To start my response, I’d like to share a quote that resonated with me from the end of the chapter. “The storytelling process is a journey.” This entire course has felt like a journey centered around reflection and personal growth. I have learned a lot about the elements of storytelling, especially through this piece of text, but I’ve also learned a lot about myself.
Sharing your story (step 7) requires the storyteller to be vulnerable. We have to be open to share our story in a way that our audience can connect to. Thinking about our purpose and intention for sharing and WHO we are sharing with, can really shift what layers of ourselves we reveal. This also ties in directly with Step 2: Owning Your Emotions. Being vulnerable in the process means that we have to be transparent with our feelings. The more we can share our true experiences the better our audience can connect with us.
There’s a power behind music that I really enjoy. Lyrics and music have always spoke to me in a way that normal conversation doesn’t. I find myself searching for the meanings behind songs, and happily make assumptions when it isn’t widely shared. For this reason specifically, I believe that song choice can make or break a story. This is the same for the tone of voice from the reader (Step 5). Throughout this course, I’ve found myself instantly clicking away from a story when I’m not initially attracted to the voice or sound.
Similar to the sound, the images can make or break a story for me (Step 4). “Well-chosen images act as mediators between the narrative and the audience.” When images are well-chosen, I’m able to make connections to the story that I may not have otherwise. While I love music, I truly am a visual learner, so it’s important for me to make sense of the story in a way that I can see. “The images you choose and the way you combine them will work to create additional layers of meaning.” That is so true for the way I both design and interpret digital stories.
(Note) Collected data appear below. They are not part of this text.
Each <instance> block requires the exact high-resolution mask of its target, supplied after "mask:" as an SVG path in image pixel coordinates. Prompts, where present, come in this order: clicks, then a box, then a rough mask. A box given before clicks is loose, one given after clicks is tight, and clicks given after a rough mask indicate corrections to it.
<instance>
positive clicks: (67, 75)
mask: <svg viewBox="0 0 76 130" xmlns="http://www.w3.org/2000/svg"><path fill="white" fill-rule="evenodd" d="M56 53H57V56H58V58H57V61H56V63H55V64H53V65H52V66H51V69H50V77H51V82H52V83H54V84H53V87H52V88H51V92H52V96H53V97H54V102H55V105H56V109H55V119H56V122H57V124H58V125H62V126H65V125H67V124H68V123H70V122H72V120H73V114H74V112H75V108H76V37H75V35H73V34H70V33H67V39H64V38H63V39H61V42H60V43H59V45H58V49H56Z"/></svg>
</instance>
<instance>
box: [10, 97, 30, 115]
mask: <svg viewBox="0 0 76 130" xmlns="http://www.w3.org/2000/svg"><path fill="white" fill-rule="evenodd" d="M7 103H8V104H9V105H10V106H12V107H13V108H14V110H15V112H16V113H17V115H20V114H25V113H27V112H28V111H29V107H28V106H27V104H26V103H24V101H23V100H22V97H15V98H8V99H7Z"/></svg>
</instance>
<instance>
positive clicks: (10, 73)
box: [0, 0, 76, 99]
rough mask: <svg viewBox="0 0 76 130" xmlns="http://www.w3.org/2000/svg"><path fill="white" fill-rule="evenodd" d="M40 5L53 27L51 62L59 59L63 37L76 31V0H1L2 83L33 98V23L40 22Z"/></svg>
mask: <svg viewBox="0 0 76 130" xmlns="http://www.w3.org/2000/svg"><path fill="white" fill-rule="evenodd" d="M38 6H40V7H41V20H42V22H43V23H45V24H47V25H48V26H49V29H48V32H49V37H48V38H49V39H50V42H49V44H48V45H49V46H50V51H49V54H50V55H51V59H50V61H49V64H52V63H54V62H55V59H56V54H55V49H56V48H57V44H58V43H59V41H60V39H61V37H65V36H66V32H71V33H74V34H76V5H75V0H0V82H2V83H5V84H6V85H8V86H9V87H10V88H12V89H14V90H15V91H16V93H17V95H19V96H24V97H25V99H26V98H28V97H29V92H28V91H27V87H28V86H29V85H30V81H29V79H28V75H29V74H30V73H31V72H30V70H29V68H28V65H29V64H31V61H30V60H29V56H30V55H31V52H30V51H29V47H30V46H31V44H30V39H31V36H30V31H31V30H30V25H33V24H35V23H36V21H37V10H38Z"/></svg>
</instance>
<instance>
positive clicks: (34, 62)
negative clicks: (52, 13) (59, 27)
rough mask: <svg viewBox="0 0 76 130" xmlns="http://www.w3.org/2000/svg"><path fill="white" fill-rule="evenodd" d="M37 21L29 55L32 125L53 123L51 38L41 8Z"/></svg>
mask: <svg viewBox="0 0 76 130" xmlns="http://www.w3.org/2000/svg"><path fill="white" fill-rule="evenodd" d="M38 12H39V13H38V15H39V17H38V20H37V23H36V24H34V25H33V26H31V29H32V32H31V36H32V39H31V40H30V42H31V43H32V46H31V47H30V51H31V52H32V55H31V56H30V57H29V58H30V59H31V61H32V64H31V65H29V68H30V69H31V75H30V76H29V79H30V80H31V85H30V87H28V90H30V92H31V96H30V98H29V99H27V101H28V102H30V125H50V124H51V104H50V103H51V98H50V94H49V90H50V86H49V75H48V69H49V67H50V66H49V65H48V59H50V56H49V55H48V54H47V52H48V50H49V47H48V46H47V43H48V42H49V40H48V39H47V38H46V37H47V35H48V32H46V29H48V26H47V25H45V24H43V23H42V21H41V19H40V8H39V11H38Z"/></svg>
“…at some moment in your life, change came to you or you went towards change.” This quote really spoke to me, in multiple ways. First, it makes sense to identify these times in our lives as an opportunity to tell a story (Step 3). But more importantly, this quote is exactly what I’ve been trying to uncover in my theme for this course. Reflecting in those moments of change, determining which path is the right one to take, and how to anticipate the change earlier are all questions that I’ve attempted to answer.
The idea of Show, Don’t Tell was something I used with my class when I was teaching. This strategy was critical in pushing students to add more sensory components to stories. Once just that one element was infused, their stories transformed. I also saw my students learn to love writing through showing, instead of telling. For some, it was easier for them to write about the experience, rather than the literal interpretation.